Decalogo 5 (Non uccidere) ci restituisce l’immagine più forte di tutta l’opera. Un ragazzo completamente privo di moralità commette un omicidio senza motivo, e per questo viene condannato alla pena di morte, vigente all’epoca in Polonia. Il rispetto della legge dovrebbe conferire giustizia all’esecuzione, eppure nei minuti che la precedono l’accanimento che subisce il colpevole non è diverso da quello perpetrato dallo stesso nei confronti della sua vittima innocente. Ciò che avviene ‘fuori legge’ corrisponde a quanto accade in conformità alla legge: in quella scena è racchiusa l’impotenza dell’umanità, e la fallibilità della pena capitale sia come deterrente che come soluzione di tutti i mali.
Forse è per questo che dopo l’uscita di Decalogo (1988) in Polonia non c’è stata più nessuna esecuzione capitale, nonostante l’abolizione sia avvenuta soltanto dieci anni dopo. Perché i capolavori fanno dubitare, riflettere, ragionare, e Decalogo è un capolavoro assoluto. Su questo non c’è dubbio.

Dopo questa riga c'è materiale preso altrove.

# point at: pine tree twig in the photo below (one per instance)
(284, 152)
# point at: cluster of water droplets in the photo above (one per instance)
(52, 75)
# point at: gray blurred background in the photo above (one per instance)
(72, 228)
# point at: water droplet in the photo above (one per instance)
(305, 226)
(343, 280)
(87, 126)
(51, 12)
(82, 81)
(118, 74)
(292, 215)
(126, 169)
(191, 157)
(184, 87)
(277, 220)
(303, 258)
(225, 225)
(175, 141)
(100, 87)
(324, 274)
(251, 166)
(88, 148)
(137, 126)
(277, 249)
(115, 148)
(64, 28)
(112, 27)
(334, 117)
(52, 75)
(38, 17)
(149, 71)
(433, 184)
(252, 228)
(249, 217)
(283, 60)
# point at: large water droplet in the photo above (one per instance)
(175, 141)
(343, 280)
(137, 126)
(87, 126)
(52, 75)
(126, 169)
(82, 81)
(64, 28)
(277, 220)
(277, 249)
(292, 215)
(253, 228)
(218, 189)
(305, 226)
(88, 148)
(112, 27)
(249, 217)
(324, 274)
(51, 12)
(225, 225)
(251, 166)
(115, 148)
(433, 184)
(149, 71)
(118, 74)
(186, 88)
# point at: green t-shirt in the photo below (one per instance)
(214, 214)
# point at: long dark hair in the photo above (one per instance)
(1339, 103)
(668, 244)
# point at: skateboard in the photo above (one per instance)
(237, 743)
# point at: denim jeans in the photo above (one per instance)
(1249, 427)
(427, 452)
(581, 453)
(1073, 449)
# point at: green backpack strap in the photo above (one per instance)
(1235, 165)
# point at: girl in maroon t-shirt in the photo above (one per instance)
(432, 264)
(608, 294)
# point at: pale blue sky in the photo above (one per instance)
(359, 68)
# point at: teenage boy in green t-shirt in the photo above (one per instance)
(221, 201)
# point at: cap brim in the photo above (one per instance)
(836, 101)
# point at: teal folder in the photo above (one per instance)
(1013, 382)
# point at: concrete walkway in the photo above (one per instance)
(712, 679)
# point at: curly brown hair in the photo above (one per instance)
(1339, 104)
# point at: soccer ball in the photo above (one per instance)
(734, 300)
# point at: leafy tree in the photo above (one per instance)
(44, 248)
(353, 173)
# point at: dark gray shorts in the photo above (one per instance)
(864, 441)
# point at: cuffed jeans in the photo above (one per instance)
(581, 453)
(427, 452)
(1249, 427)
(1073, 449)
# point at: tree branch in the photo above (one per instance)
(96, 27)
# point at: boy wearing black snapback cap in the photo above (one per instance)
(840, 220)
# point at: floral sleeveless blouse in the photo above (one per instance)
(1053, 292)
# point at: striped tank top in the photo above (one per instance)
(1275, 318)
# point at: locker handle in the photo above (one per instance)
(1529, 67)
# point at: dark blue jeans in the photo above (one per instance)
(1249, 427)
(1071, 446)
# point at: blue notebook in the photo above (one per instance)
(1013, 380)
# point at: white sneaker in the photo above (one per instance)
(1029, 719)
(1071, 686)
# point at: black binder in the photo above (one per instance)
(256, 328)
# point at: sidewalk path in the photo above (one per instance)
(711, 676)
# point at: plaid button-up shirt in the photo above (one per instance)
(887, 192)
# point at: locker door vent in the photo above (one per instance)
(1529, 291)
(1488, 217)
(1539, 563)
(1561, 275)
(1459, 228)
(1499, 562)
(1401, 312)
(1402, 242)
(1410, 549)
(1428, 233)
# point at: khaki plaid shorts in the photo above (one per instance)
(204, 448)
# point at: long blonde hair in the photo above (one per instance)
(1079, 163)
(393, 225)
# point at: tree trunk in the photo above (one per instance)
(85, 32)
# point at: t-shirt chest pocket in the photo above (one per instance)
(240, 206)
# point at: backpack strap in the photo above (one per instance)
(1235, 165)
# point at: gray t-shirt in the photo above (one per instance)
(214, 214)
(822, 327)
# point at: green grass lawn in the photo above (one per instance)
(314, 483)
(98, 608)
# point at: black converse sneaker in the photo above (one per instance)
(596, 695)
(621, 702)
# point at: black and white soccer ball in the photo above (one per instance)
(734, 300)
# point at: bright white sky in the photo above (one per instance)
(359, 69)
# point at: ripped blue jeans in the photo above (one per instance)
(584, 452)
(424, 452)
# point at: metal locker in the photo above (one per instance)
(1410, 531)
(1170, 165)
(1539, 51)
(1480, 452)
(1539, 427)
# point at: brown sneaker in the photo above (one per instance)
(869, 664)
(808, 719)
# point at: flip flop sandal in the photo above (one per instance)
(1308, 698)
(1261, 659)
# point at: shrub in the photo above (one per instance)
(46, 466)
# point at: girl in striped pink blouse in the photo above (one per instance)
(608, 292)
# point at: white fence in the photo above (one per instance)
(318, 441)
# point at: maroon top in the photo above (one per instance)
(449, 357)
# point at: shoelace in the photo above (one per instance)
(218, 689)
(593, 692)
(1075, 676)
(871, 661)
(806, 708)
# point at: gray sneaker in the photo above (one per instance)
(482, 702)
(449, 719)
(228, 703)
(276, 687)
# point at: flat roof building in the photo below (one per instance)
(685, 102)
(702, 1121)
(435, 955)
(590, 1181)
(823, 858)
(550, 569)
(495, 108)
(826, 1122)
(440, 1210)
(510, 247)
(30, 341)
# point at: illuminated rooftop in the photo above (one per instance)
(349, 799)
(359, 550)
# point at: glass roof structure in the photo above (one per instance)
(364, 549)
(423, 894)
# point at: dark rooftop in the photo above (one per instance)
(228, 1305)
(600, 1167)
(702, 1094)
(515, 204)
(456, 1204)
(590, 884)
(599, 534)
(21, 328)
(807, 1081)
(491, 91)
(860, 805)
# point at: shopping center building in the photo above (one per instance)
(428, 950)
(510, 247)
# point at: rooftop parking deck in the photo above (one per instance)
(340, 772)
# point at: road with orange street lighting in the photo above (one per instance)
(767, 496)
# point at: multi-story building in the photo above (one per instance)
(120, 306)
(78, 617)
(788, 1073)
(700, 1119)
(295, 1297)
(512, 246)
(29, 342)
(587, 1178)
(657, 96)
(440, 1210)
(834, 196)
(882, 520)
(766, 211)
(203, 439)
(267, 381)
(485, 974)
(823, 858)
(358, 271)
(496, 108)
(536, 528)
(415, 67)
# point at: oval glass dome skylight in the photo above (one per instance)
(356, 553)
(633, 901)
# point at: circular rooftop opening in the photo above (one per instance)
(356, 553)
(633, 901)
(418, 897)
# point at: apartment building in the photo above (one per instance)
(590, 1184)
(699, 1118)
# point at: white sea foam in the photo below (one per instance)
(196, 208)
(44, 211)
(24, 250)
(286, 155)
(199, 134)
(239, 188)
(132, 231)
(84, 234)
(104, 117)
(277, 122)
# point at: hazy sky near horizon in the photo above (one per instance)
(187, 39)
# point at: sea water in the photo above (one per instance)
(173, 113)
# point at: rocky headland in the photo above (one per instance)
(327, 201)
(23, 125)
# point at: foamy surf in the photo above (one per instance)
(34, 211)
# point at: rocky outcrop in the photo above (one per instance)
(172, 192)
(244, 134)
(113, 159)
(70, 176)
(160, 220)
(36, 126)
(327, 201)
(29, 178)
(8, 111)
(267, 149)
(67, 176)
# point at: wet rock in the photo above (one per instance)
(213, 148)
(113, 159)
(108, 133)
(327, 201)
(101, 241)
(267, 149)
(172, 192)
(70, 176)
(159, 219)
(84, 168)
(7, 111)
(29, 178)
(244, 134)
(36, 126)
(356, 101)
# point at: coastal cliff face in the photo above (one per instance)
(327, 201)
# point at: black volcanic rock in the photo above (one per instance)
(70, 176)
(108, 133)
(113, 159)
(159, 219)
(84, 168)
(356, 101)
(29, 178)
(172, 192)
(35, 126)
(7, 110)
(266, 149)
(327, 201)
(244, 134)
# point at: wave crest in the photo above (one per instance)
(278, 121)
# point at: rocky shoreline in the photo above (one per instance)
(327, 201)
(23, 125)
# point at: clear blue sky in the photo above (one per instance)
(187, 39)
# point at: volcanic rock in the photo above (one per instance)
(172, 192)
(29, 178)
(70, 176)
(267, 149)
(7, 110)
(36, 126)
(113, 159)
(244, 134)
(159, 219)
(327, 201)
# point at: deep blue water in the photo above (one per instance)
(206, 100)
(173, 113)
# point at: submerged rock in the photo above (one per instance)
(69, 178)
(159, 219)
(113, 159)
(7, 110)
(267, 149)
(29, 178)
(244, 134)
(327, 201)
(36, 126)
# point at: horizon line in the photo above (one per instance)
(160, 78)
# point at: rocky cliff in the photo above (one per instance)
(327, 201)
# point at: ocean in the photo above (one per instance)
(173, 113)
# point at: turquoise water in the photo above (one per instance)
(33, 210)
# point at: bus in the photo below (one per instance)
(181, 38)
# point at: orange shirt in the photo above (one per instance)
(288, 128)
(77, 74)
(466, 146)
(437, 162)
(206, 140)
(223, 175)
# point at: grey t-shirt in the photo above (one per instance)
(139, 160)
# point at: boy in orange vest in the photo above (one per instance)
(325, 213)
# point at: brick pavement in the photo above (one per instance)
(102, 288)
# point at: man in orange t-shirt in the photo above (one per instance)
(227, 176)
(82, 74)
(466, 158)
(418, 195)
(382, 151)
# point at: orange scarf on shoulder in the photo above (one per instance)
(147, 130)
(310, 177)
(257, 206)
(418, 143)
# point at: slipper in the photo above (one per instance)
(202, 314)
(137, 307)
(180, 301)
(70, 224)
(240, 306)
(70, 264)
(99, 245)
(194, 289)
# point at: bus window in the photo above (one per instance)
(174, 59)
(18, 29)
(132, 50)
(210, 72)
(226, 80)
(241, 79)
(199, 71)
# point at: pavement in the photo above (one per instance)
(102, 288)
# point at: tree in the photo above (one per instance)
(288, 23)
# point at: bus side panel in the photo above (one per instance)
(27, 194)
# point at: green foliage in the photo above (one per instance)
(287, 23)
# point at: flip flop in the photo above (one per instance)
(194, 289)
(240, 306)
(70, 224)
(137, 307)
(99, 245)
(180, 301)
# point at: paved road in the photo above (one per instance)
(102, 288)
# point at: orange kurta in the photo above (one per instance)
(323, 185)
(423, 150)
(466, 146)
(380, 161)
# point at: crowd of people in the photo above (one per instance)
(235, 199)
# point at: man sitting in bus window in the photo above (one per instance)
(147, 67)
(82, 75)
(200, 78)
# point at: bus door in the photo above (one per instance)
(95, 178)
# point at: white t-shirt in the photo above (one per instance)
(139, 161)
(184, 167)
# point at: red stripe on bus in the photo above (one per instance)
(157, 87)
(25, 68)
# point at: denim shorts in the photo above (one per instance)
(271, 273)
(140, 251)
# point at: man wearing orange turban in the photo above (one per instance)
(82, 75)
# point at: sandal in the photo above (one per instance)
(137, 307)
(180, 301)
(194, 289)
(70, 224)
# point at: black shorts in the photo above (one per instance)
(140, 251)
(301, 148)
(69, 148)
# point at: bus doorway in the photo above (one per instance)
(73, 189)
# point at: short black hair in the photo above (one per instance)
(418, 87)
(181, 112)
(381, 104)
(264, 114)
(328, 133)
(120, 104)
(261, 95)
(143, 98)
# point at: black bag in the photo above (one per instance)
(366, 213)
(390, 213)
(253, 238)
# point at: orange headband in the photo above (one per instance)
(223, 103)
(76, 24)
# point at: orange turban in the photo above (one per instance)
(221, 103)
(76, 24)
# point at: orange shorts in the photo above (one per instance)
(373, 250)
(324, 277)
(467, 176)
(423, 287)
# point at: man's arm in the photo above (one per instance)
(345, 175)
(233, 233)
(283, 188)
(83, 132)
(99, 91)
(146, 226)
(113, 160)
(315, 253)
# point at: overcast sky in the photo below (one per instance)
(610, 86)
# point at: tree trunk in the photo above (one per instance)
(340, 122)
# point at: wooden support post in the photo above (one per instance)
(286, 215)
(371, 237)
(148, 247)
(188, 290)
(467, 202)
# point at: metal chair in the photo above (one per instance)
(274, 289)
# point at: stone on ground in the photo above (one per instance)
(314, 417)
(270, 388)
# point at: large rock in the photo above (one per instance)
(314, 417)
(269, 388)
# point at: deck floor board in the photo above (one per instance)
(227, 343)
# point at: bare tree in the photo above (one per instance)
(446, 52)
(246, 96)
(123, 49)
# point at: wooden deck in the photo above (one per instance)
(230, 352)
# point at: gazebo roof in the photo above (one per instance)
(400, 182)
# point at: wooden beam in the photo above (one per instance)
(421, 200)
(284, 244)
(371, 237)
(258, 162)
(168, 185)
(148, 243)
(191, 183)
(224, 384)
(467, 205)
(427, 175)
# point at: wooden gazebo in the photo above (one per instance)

Consigliato a: chi non ha dubbi
Sconsigliato a: chi ha bisogno di certezze

Molto interessante!
E’ una cine-visione fondamentale che purtroppo ancora mi manca, cercherò di colmare questa mia lacuna quanto prima.
Sì, devi assolutamente! E ti assicuro che le mie parole sono del tutto insufficienti a spiegare la grandezza di questa opera.
Sarà dura (per il poco tempo che potrei dedicarvi…), ma mi riprometto di provarci!